Remove CPDF_Parser::GetSyntax()

Move some code into CPDF_Parser so that it need not expose an unowned
reference to its syntax parser. This code probably belonged in
CPDF_Parser in the first place, since it is mutating an object
owned by the parser.

Change-Id: I7354059a537660fdd7ad57ef5452f46d83153d4b
Reviewed-on: https://pdfium-review.googlesource.com/c/pdfium/+/99311
Reviewed-by: Lei Zhang <thestig@chromium.org>
Commit-Queue: Tom Sepez <tsepez@chromium.org>
diff --git a/core/fpdfapi/edit/cpdf_creator.cpp b/core/fpdfapi/edit/cpdf_creator.cpp
index ab1dfeb..5bd35fe 100644
--- a/core/fpdfapi/edit/cpdf_creator.cpp
+++ b/core/fpdfapi/edit/cpdf_creator.cpp
@@ -21,7 +21,6 @@
 #include "core/fpdfapi/parser/cpdf_parser.h"
 #include "core/fpdfapi/parser/cpdf_security_handler.h"
 #include "core/fpdfapi/parser/cpdf_string.h"
-#include "core/fpdfapi/parser/cpdf_syntax_parser.h"
 #include "core/fpdfapi/parser/fpdf_parser_utility.h"

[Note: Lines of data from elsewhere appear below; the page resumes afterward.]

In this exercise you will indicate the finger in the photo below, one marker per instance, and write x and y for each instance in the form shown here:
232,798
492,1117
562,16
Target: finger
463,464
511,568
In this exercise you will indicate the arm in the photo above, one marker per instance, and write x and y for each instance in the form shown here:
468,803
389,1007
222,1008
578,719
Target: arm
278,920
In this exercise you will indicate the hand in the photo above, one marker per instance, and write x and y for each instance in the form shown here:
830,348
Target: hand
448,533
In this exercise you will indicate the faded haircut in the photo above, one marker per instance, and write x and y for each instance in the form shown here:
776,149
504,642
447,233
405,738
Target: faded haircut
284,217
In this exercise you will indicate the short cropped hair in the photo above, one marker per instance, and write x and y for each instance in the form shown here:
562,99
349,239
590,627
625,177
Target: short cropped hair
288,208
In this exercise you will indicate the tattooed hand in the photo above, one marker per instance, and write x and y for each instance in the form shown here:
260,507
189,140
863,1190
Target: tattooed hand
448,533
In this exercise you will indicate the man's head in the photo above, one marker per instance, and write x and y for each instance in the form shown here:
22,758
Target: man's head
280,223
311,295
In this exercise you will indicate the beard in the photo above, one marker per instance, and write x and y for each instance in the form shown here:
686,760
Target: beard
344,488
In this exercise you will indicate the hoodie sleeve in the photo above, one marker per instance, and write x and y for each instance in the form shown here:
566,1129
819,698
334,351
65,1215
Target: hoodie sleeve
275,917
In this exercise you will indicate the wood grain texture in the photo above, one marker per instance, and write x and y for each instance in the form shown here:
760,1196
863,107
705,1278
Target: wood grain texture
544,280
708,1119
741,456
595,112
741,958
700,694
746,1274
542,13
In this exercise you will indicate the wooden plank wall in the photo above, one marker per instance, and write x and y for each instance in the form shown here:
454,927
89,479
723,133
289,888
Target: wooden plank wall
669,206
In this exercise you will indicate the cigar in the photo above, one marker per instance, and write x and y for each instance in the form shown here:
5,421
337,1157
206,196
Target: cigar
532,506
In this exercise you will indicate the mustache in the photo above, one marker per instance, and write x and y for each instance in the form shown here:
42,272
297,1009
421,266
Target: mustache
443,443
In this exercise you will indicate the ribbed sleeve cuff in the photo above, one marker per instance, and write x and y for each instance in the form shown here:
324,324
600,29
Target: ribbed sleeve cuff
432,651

 #include "core/fxcrt/data_vector.h"
 #include "core/fxcrt/fx_extension.h"
@@ -235,26 +234,14 @@
       }
       m_iStage = Stage::kInitWriteObjs20;
     } else {
-      m_SavedOffset = m_pParser->GetSyntax()->GetDocumentSize();
+      m_SavedOffset = m_pParser->GetDocumentSize();
       m_iStage = Stage::kWriteIncremental15;
     }
   }
   if (m_iStage == Stage::kWriteIncremental15) {
     if (m_IsOriginal && m_SavedOffset > 0) {
-      static constexpr FX_FILESIZE kBufferSize = 4096;
-      DataVector<uint8_t> buffer(kBufferSize);
-      FX_FILESIZE src_size = m_SavedOffset;
-      m_pParser->GetSyntax()->SetPos(0);
-      while (src_size) {
-        const uint32_t block_size =
-            static_cast<uint32_t>(std::min(kBufferSize, src_size));
-        if (!m_pParser->GetSyntax()->ReadBlock(buffer.data(), block_size))

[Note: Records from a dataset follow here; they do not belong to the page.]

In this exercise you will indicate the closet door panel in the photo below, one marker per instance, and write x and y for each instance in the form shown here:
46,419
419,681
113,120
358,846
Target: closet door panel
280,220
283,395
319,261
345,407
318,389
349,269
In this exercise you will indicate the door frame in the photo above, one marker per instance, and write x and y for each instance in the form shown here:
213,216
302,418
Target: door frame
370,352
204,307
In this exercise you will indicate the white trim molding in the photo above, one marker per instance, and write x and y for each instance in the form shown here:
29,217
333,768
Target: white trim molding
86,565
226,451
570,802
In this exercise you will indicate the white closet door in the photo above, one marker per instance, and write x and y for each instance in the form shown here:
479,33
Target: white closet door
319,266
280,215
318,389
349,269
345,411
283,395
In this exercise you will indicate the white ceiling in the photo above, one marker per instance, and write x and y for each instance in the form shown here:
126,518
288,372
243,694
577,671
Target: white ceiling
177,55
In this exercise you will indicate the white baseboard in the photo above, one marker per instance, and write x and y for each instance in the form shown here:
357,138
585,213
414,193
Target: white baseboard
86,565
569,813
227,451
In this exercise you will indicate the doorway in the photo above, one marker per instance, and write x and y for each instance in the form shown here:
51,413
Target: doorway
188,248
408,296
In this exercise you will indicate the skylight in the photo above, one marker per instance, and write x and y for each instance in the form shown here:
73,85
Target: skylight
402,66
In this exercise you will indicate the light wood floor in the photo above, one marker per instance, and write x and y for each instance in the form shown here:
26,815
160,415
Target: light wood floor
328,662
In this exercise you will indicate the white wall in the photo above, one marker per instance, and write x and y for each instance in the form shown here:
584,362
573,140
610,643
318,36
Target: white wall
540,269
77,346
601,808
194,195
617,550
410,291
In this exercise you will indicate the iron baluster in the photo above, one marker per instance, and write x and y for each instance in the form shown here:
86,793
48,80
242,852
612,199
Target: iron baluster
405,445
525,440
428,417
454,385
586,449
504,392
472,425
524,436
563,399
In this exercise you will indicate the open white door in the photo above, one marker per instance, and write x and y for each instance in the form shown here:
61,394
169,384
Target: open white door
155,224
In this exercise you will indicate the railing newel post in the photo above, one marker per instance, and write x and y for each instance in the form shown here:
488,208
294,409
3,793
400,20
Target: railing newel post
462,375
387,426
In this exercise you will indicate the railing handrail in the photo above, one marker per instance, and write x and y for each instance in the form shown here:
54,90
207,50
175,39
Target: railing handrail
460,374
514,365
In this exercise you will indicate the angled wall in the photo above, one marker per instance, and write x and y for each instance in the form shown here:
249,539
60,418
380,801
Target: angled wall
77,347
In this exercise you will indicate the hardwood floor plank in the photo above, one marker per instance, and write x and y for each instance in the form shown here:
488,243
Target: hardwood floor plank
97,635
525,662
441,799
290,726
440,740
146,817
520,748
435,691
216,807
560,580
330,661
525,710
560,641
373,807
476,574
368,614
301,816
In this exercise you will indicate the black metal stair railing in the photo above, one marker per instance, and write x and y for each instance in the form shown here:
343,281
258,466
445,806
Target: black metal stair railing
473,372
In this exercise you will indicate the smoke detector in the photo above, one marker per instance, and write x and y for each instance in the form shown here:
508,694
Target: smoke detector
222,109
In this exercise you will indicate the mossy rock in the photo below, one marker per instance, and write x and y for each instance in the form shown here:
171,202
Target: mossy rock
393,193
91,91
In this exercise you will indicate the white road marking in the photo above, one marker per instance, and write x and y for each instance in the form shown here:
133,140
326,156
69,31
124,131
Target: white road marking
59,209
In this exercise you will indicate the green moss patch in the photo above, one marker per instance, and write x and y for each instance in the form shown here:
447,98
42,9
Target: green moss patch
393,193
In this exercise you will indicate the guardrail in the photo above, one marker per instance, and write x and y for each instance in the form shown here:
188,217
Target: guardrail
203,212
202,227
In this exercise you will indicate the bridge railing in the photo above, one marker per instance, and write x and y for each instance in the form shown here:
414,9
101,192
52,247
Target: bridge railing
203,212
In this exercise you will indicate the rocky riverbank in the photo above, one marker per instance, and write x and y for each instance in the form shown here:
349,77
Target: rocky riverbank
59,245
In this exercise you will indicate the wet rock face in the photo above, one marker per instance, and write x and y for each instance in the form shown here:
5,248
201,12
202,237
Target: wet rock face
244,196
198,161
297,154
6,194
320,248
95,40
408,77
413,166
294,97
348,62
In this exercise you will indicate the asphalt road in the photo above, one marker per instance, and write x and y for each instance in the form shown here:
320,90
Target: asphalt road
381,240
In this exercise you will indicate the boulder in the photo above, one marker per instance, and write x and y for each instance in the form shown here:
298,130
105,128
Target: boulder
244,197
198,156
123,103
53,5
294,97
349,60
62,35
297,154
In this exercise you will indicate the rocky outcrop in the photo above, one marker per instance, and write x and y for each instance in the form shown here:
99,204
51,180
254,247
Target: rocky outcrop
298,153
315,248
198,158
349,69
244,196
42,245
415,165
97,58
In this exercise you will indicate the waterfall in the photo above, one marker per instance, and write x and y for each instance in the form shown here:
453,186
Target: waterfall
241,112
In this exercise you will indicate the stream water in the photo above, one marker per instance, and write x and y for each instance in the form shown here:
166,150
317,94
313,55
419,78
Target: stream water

-          return Stage::kInvalid;
-        if (!m_Archive->WriteBlock(buffer.data(), block_size))
-          return Stage::kInvalid;
-
-        src_size -= block_size;
-      }
+      if (!m_pParser->WriteToArchive(m_Archive.get(), m_SavedOffset))
+        return Stage::kInvalid;
     }
     if (m_IsOriginal && m_pParser->GetLastXRefOffset() == 0) {
       for (uint32_t num = 0; num <= m_pParser->GetLastObjNum(); ++num) {
diff --git a/core/fpdfapi/edit/cpdf_creator.h b/core/fpdfapi/edit/cpdf_creator.h
index 60c4b6b..5cef585 100644
--- a/core/fpdfapi/edit/cpdf_creator.h
+++ b/core/fpdfapi/edit/cpdf_creator.h
@@ -73,7 +73,7 @@
   CPDF_CryptoHandler* GetCryptoHandler();
 
   UnownedPtr<CPDF_Document> const m_pDocument;
-  UnownedPtr<const CPDF_Parser> const m_pParser;
+  UnownedPtr<CPDF_Parser> const m_pParser;
   RetainPtr<const CPDF_Dictionary> m_pEncryptDict;
   RetainPtr<CPDF_Dictionary> m_pNewEncryptDict;
   RetainPtr<CPDF_SecurityHandler> m_pSecurityHandler;
diff --git a/core/fpdfapi/parser/cpdf_parser.cpp b/core/fpdfapi/parser/cpdf_parser.cpp
index 64a718f..336c0b0 100644
--- a/core/fpdfapi/parser/cpdf_parser.cpp
+++ b/core/fpdfapi/parser/cpdf_parser.cpp
@@ -995,6 +995,10 @@
   return result;
 }
 
+FX_FILESIZE CPDF_Parser::GetDocumentSize() const {
+  return m_pSyntax->GetDocumentSize();
+}
+
 uint32_t CPDF_Parser::GetFirstPageNo() const {
   return m_pLinearized ? m_pLinearized->GetFirstPageNo() : 0;
 }
@@ -1144,3 +1148,64 @@
     std::unique_ptr<CPDF_SyntaxParser> parser) {
   m_pSyntax = std::move(parser);
 }
+
+std::vector<unsigned int> CPDF_Parser::GetTrailerEnds() {
+  std::vector<unsigned int> trailer_ends;
+  m_pSyntax->SetTrailerEnds(&trailer_ends);
+
+  // Traverse the document.
+  m_pSyntax->SetPos(0);
+  while (true) {
+    CPDF_SyntaxParser::WordResult word_result = m_pSyntax->GetNextWord();
+    if (word_result.is_number) {
+      // The object number was read. Read the generation number.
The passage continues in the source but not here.